Challenges
Do you find yourself waking more during the night or rising earlier in the morning? These changes in sleep patterns are normal, although they may make it harder to get a good night’s sleep, according to AARP’s Global Council on Brain Health report Global Council on Brain Health report "The Brain–Sleep Connection." Still, “sleep is vital to brain health, including cognitive function,” according to the GCBH. What to do?
Think of sleep as a superpower you need to protect. It’s one of the six pillars of brain health. All adults, including people ages 60 and older, need at least seven hours of shut-eye each night, according to the Centers for Disease Control and Prevention. While you snooze, some remarkable things happen inside your brain.
Toxins get flushed out
During a phase of deep sleep known as slow-wave sleep, your brain fires up what’s called the glymphatic system for a nightly self-clean. The glymphatic system uses cerebrospinal fluid to flush out toxins and waste products, such as amyloid beta.
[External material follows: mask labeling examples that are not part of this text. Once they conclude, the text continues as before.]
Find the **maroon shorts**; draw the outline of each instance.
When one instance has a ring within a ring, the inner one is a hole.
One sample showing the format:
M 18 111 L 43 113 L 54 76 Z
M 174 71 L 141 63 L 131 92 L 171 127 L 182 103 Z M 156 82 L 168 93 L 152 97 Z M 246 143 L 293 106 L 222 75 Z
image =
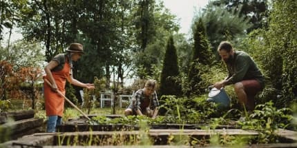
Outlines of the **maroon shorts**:
M 240 82 L 242 83 L 245 92 L 248 96 L 254 96 L 261 91 L 261 85 L 256 80 L 244 80 Z

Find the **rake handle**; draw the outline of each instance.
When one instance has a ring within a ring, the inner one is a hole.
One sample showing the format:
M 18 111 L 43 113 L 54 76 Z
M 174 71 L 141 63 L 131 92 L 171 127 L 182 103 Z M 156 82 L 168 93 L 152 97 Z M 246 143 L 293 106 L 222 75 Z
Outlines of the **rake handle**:
M 44 78 L 44 81 L 46 82 L 46 83 L 48 83 L 50 87 L 52 87 L 52 84 L 50 83 L 50 81 L 48 81 L 48 79 Z M 87 118 L 88 120 L 91 120 L 90 118 L 88 118 L 88 116 L 86 116 L 79 107 L 77 107 L 75 104 L 73 104 L 73 103 L 72 103 L 69 99 L 67 98 L 66 96 L 65 96 L 59 90 L 57 90 L 57 92 L 59 95 L 61 95 L 61 96 L 63 96 L 63 98 L 65 98 L 65 100 L 69 103 L 69 104 L 70 104 L 71 106 L 73 106 L 73 107 L 75 107 L 78 112 L 79 112 L 79 113 L 81 113 L 86 118 Z

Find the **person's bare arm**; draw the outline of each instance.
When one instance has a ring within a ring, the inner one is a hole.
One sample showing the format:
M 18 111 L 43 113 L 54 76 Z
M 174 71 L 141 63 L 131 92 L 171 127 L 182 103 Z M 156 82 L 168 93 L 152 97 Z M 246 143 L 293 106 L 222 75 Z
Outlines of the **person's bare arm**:
M 137 115 L 139 115 L 139 116 L 143 116 L 143 114 L 142 114 L 142 113 L 140 109 L 136 109 L 136 114 L 137 114 Z
M 57 86 L 56 82 L 55 81 L 54 77 L 52 76 L 51 70 L 59 65 L 56 61 L 50 61 L 48 65 L 44 67 L 44 71 L 48 76 L 48 81 L 52 84 L 52 90 L 54 92 L 58 91 L 58 87 Z
M 79 81 L 73 78 L 73 77 L 72 76 L 72 75 L 70 75 L 68 78 L 67 78 L 67 81 L 68 81 L 68 82 L 76 86 L 79 86 L 84 88 L 87 88 L 87 89 L 94 89 L 95 88 L 95 85 L 94 84 L 90 84 L 90 83 L 84 83 L 80 82 Z
M 153 110 L 152 118 L 155 118 L 155 117 L 157 117 L 158 112 L 159 112 L 159 108 L 155 107 L 155 109 Z

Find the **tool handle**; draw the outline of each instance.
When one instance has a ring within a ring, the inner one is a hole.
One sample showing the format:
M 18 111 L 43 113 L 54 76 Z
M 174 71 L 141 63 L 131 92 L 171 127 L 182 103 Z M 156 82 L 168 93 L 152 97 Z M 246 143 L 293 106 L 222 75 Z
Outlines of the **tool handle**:
M 52 87 L 52 84 L 50 83 L 50 81 L 48 81 L 48 79 L 44 78 L 44 81 L 46 82 L 46 83 L 48 83 L 50 87 Z M 75 104 L 73 104 L 73 103 L 72 103 L 69 99 L 67 98 L 66 96 L 65 96 L 59 90 L 57 90 L 57 92 L 59 95 L 61 95 L 61 96 L 63 96 L 63 98 L 65 98 L 65 100 L 69 103 L 69 104 L 70 104 L 71 106 L 73 106 L 73 107 L 75 107 L 78 112 L 79 112 L 86 118 L 87 118 L 88 120 L 90 120 L 90 118 L 88 118 L 88 116 L 86 116 L 79 107 L 77 107 Z

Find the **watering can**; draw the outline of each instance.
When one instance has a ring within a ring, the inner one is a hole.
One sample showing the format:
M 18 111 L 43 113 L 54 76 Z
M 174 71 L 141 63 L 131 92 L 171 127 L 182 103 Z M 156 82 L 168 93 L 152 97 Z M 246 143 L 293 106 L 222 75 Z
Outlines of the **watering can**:
M 207 101 L 218 104 L 219 109 L 224 109 L 230 107 L 230 98 L 223 87 L 218 89 L 213 86 L 210 86 L 209 89 L 210 91 Z

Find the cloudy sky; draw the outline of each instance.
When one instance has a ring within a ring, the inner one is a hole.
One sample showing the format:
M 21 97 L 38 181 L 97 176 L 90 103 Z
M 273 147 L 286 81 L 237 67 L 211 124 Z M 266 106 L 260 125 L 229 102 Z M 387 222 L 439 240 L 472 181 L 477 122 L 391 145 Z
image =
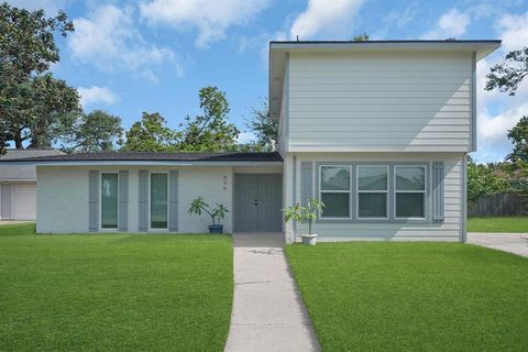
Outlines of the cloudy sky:
M 528 114 L 528 79 L 516 97 L 483 90 L 490 66 L 528 45 L 528 0 L 18 0 L 53 14 L 65 10 L 75 33 L 59 38 L 55 75 L 76 87 L 85 110 L 105 109 L 128 128 L 158 111 L 176 128 L 196 114 L 197 92 L 228 95 L 230 119 L 251 139 L 245 119 L 267 92 L 267 42 L 371 38 L 502 38 L 477 64 L 481 162 L 504 158 L 506 131 Z

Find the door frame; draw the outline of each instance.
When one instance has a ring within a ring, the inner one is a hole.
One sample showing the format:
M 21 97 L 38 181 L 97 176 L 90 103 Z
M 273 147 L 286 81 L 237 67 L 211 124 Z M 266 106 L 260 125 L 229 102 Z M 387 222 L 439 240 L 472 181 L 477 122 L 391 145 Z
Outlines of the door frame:
M 232 193 L 232 205 L 233 205 L 233 212 L 232 212 L 232 229 L 233 229 L 233 232 L 270 232 L 272 230 L 266 230 L 266 229 L 262 229 L 262 230 L 258 230 L 258 229 L 255 229 L 255 230 L 239 230 L 237 228 L 237 217 L 238 217 L 238 213 L 237 213 L 237 179 L 239 176 L 261 176 L 261 175 L 276 175 L 276 176 L 280 176 L 280 179 L 283 177 L 283 174 L 282 173 L 233 173 L 233 193 Z M 258 186 L 257 186 L 258 187 Z M 280 199 L 283 198 L 283 184 L 280 184 Z M 279 209 L 280 210 L 280 207 L 282 207 L 282 201 L 280 201 L 280 206 L 279 206 Z M 257 213 L 258 216 L 258 213 Z M 255 219 L 255 221 L 257 221 L 257 219 Z M 280 221 L 283 222 L 283 221 Z M 277 229 L 276 231 L 282 231 L 280 229 Z

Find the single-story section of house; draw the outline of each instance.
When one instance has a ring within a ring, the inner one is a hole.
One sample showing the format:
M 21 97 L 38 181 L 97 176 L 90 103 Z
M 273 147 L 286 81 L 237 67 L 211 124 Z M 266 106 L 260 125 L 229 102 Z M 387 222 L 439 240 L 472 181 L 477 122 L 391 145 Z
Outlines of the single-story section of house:
M 0 161 L 64 154 L 57 150 L 8 150 Z M 36 172 L 35 165 L 0 165 L 0 220 L 36 219 Z
M 224 231 L 282 230 L 278 153 L 94 153 L 36 164 L 36 231 L 207 232 L 188 213 L 197 197 L 230 212 Z M 0 164 L 1 165 L 1 164 Z
M 229 209 L 222 221 L 226 232 L 278 231 L 286 242 L 299 241 L 307 224 L 285 223 L 282 209 L 310 197 L 328 204 L 314 224 L 319 241 L 463 241 L 465 233 L 465 157 L 460 153 L 304 153 L 283 158 L 279 153 L 128 152 L 13 162 L 24 163 L 36 165 L 38 233 L 207 232 L 210 218 L 188 212 L 197 197 Z M 9 164 L 0 162 L 0 167 Z M 375 196 L 367 194 L 374 200 L 365 208 L 361 185 L 371 183 L 385 186 L 376 186 L 384 190 Z M 409 183 L 413 190 L 403 195 L 419 198 L 420 205 L 403 219 L 398 185 Z M 339 191 L 327 190 L 334 186 Z M 378 194 L 385 216 L 364 216 L 363 208 L 377 209 Z M 346 201 L 332 202 L 340 197 Z M 336 217 L 341 213 L 349 217 Z

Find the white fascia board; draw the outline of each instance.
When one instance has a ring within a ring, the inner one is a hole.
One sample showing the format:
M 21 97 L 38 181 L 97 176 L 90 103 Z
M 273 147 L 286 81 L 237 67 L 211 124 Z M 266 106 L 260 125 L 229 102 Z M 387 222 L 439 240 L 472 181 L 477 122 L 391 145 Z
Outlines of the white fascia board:
M 283 162 L 68 161 L 40 162 L 35 166 L 283 166 Z

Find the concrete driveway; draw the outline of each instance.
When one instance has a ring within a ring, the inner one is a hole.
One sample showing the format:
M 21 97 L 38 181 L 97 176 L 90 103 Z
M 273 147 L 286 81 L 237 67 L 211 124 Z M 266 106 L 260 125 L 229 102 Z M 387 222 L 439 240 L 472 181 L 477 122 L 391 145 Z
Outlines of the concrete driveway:
M 234 298 L 226 351 L 319 351 L 282 233 L 233 238 Z
M 29 223 L 29 222 L 35 222 L 35 221 L 0 220 L 0 227 L 2 224 L 16 224 L 16 223 Z
M 468 243 L 528 257 L 528 233 L 468 233 Z

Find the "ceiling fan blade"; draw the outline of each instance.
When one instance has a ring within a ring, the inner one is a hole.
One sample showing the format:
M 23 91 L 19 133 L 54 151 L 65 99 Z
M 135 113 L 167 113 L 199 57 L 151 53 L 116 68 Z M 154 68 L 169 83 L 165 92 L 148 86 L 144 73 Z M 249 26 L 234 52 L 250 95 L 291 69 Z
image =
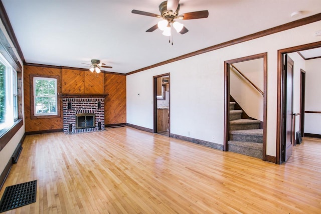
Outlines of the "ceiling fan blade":
M 208 11 L 196 11 L 195 12 L 187 13 L 180 15 L 183 20 L 194 20 L 195 19 L 207 18 L 209 16 Z
M 131 11 L 131 13 L 132 14 L 138 14 L 139 15 L 148 16 L 148 17 L 157 17 L 157 18 L 160 18 L 160 16 L 157 15 L 157 14 L 145 12 L 144 11 L 137 11 L 136 10 L 133 10 Z
M 154 26 L 153 26 L 153 27 L 152 27 L 151 28 L 150 28 L 150 29 L 149 29 L 148 30 L 147 30 L 147 31 L 146 31 L 146 32 L 152 32 L 153 31 L 154 31 L 154 30 L 155 30 L 157 28 L 158 28 L 158 25 L 156 24 Z
M 179 7 L 180 0 L 168 0 L 167 1 L 167 10 L 172 11 L 174 12 L 176 12 Z
M 180 31 L 180 33 L 181 34 L 184 34 L 187 33 L 188 32 L 189 32 L 189 30 L 187 30 L 187 28 L 185 28 L 185 27 L 183 27 L 183 29 L 182 29 L 182 31 Z

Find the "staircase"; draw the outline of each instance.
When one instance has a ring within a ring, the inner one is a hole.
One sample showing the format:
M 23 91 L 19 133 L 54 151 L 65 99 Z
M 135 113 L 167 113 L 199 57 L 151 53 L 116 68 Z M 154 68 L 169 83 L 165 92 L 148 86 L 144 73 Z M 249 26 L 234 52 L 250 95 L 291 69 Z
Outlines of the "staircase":
M 230 133 L 228 150 L 262 159 L 263 129 L 261 121 L 242 118 L 243 111 L 235 110 L 235 102 L 230 102 Z

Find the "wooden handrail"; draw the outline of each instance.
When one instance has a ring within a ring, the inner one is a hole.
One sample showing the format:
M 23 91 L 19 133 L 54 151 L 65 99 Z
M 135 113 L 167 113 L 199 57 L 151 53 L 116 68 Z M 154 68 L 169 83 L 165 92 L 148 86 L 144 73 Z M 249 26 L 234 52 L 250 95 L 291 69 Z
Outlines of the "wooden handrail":
M 252 82 L 251 81 L 251 80 L 249 80 L 249 79 L 248 79 L 248 78 L 247 77 L 246 77 L 245 76 L 245 75 L 244 75 L 242 72 L 241 72 L 240 71 L 240 70 L 238 70 L 238 69 L 237 69 L 235 66 L 234 66 L 233 65 L 233 64 L 230 64 L 230 65 L 231 66 L 232 66 L 232 67 L 233 69 L 234 69 L 234 70 L 235 70 L 236 71 L 237 71 L 238 72 L 239 72 L 239 73 L 240 73 L 240 74 L 241 75 L 242 75 L 242 76 L 243 77 L 244 77 L 244 78 L 246 80 L 247 80 L 247 81 L 248 81 L 249 83 L 250 83 L 251 84 L 251 85 L 252 85 L 254 88 L 255 88 L 256 89 L 256 90 L 258 90 L 258 91 L 259 91 L 261 94 L 262 94 L 262 95 L 264 94 L 263 94 L 263 92 L 262 92 L 262 91 L 261 91 L 261 90 L 260 90 L 260 89 L 259 89 L 259 88 L 258 88 L 257 87 L 257 86 L 256 86 L 256 85 L 255 85 L 253 83 L 252 83 Z
M 304 113 L 313 113 L 314 114 L 321 114 L 321 111 L 305 111 Z

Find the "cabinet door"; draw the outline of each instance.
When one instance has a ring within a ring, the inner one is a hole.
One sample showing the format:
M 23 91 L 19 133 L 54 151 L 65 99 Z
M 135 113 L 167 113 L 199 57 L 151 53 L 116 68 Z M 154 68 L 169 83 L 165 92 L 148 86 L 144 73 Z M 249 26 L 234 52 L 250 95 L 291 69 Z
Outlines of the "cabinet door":
M 167 131 L 169 129 L 169 109 L 164 109 L 164 131 Z

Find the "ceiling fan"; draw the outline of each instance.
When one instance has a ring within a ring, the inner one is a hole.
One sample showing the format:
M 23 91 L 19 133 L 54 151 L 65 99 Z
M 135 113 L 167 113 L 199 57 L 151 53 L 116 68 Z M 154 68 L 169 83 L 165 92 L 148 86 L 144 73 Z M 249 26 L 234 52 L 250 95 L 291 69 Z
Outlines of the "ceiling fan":
M 106 66 L 105 63 L 103 63 L 100 62 L 100 60 L 91 60 L 91 64 L 87 64 L 81 63 L 82 64 L 85 65 L 89 65 L 90 66 L 90 68 L 89 69 L 89 71 L 93 72 L 94 71 L 96 72 L 96 73 L 100 73 L 101 68 L 112 68 L 111 66 Z
M 180 0 L 168 0 L 162 2 L 159 5 L 159 9 L 160 15 L 145 12 L 144 11 L 133 10 L 131 13 L 140 15 L 148 16 L 149 17 L 163 18 L 163 20 L 146 31 L 146 32 L 152 32 L 157 28 L 163 31 L 163 34 L 170 36 L 171 35 L 171 26 L 173 26 L 177 33 L 184 34 L 188 32 L 189 30 L 185 28 L 183 24 L 180 23 L 175 20 L 193 20 L 196 19 L 206 18 L 209 16 L 208 11 L 196 11 L 179 15 L 180 11 Z

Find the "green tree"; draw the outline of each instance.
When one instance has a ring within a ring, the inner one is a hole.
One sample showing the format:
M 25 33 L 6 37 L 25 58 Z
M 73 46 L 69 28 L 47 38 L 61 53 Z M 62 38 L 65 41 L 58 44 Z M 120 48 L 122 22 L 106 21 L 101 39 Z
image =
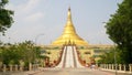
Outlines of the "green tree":
M 123 0 L 119 9 L 107 22 L 109 38 L 121 50 L 121 57 L 125 64 L 132 63 L 132 0 Z
M 13 11 L 4 8 L 8 2 L 8 0 L 0 0 L 0 32 L 2 34 L 4 34 L 13 23 Z
M 102 55 L 100 55 L 100 60 L 98 61 L 100 64 L 113 64 L 116 61 L 118 64 L 122 64 L 120 56 L 120 50 L 117 47 L 110 49 L 110 52 L 105 52 Z M 116 55 L 116 58 L 114 58 Z

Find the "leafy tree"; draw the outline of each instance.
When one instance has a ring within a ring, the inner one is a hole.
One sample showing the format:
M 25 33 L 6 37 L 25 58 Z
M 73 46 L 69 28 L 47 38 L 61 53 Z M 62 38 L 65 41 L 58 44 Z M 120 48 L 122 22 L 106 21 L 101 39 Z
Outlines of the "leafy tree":
M 113 64 L 116 61 L 119 64 L 122 64 L 123 62 L 121 61 L 120 56 L 121 51 L 117 47 L 110 49 L 110 52 L 106 52 L 105 54 L 100 55 L 100 58 L 98 61 L 99 64 Z M 114 61 L 114 55 L 116 55 L 116 61 Z
M 4 34 L 4 31 L 13 23 L 13 11 L 4 8 L 8 2 L 8 0 L 0 0 L 0 32 L 2 34 Z
M 132 0 L 123 0 L 118 7 L 106 29 L 109 38 L 121 50 L 122 61 L 129 64 L 132 63 Z

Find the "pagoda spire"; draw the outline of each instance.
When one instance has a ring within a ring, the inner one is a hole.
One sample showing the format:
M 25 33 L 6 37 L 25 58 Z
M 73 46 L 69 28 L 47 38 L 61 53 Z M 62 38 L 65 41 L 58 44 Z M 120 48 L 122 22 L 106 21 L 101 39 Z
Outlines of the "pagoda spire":
M 64 28 L 63 34 L 52 43 L 52 45 L 63 45 L 63 44 L 76 44 L 76 45 L 88 45 L 77 33 L 72 21 L 70 8 L 68 8 L 67 21 Z
M 72 12 L 70 12 L 70 7 L 68 8 L 68 14 L 67 14 L 67 22 L 72 23 Z

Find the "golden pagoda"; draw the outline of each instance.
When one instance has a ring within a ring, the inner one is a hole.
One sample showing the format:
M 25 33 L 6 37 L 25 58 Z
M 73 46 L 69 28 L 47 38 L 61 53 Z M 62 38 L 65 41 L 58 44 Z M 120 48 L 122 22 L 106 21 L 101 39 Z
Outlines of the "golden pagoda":
M 68 44 L 76 44 L 76 45 L 88 45 L 86 41 L 84 41 L 75 30 L 75 26 L 72 21 L 72 12 L 70 8 L 68 9 L 68 17 L 67 17 L 67 22 L 64 28 L 63 34 L 52 43 L 52 45 L 68 45 Z

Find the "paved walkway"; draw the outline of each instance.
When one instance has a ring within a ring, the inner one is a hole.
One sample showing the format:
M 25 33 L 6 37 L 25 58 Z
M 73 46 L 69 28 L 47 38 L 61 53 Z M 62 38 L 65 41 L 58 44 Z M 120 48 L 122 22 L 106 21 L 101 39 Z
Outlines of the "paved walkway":
M 114 73 L 90 68 L 41 68 L 41 71 L 0 73 L 0 75 L 114 75 Z M 131 74 L 118 73 L 118 75 Z

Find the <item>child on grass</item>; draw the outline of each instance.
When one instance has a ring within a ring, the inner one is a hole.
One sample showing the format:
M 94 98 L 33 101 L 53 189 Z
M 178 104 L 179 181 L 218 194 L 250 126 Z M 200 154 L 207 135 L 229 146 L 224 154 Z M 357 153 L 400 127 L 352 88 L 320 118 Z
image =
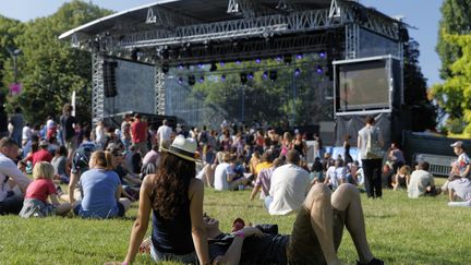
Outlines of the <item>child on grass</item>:
M 20 216 L 23 218 L 45 217 L 49 215 L 64 216 L 71 209 L 69 203 L 59 203 L 58 192 L 52 182 L 55 169 L 50 162 L 36 162 L 33 169 L 34 181 L 26 189 L 25 201 Z M 48 197 L 52 202 L 48 202 Z

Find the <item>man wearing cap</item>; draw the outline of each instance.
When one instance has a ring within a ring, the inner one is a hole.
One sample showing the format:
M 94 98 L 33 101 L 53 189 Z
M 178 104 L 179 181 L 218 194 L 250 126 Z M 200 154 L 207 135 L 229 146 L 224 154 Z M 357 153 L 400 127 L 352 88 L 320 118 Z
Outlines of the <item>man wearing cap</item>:
M 461 141 L 455 142 L 450 145 L 454 147 L 455 154 L 458 156 L 458 159 L 452 162 L 451 165 L 451 172 L 452 174 L 458 174 L 461 178 L 469 177 L 471 165 L 470 159 L 468 155 L 464 153 L 464 146 Z
M 20 213 L 23 194 L 32 182 L 13 162 L 17 154 L 19 144 L 15 140 L 0 140 L 0 215 Z
M 167 120 L 162 120 L 162 124 L 157 129 L 157 142 L 159 143 L 160 147 L 168 147 L 170 146 L 170 136 L 172 133 L 171 127 L 168 125 Z
M 48 152 L 49 143 L 45 140 L 39 142 L 39 149 L 35 153 L 33 153 L 33 156 L 26 157 L 26 161 L 33 162 L 33 167 L 38 161 L 48 161 L 50 162 L 52 160 L 52 155 Z
M 239 184 L 246 184 L 249 181 L 244 177 L 237 178 L 238 174 L 234 170 L 232 161 L 234 156 L 225 153 L 222 155 L 222 162 L 219 164 L 215 169 L 214 185 L 217 191 L 235 190 Z

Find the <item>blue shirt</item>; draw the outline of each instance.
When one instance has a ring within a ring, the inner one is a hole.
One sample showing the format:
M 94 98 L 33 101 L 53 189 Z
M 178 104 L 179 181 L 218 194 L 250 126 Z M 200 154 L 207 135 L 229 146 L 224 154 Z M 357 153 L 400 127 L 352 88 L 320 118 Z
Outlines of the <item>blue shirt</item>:
M 92 218 L 110 218 L 118 215 L 116 192 L 121 184 L 114 171 L 90 169 L 81 177 L 83 200 L 78 215 Z

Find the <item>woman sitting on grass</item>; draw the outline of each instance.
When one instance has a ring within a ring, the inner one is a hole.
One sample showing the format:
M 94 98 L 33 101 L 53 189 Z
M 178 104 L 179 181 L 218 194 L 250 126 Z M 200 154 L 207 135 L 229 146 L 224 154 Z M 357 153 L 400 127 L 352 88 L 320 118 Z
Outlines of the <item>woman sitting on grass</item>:
M 195 178 L 196 142 L 179 135 L 170 148 L 162 150 L 157 173 L 146 176 L 141 186 L 125 263 L 134 261 L 152 210 L 150 253 L 156 262 L 209 264 L 203 224 L 204 184 Z
M 80 180 L 82 201 L 74 204 L 74 213 L 84 218 L 123 217 L 131 206 L 128 198 L 121 196 L 121 182 L 112 171 L 111 153 L 97 150 L 92 154 L 89 170 Z
M 59 203 L 58 191 L 52 182 L 55 169 L 47 161 L 36 162 L 33 169 L 35 179 L 26 189 L 25 201 L 20 216 L 23 218 L 45 217 L 49 215 L 64 216 L 71 209 L 69 203 Z M 51 204 L 48 202 L 48 197 Z

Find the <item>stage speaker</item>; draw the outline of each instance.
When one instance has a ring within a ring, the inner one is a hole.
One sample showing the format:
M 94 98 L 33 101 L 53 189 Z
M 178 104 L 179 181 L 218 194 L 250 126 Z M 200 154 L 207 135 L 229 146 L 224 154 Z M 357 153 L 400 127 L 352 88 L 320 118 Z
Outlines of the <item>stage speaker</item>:
M 118 68 L 118 62 L 116 61 L 105 61 L 104 63 L 105 97 L 116 97 L 118 95 L 116 86 L 116 68 Z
In the most common form of dementia, Alzheimer’s disease, amyloid beta gradually clumps together to form amyloid plaques.
In a study that followed 189 cognitively healthy adults ages 60 and older for up to six years, those who averaged fewer than six hours of sleep per night — especially those at higher genetic risk for Alzheimer’s — accumulated amyloid beta at a faster rate than those who got six to eight hours each night. The buildup of amyloid beta can happen years before symptoms of cognitive decline begin to show, according to the researchers, who published their results in Alzheimer’s & Dementia: Diagnosis, Assessment & Disease Monitoring in 2024.
Memories are consolidated
Memory consolidation is an important part of learning: It’s when new, short-term memories are moved to a different region of the brain and converted into long-term memories. Much of that process happens during slow-wave sleep, according to a review of research published in Frontiers in Behavioral Neuroscience in 2025.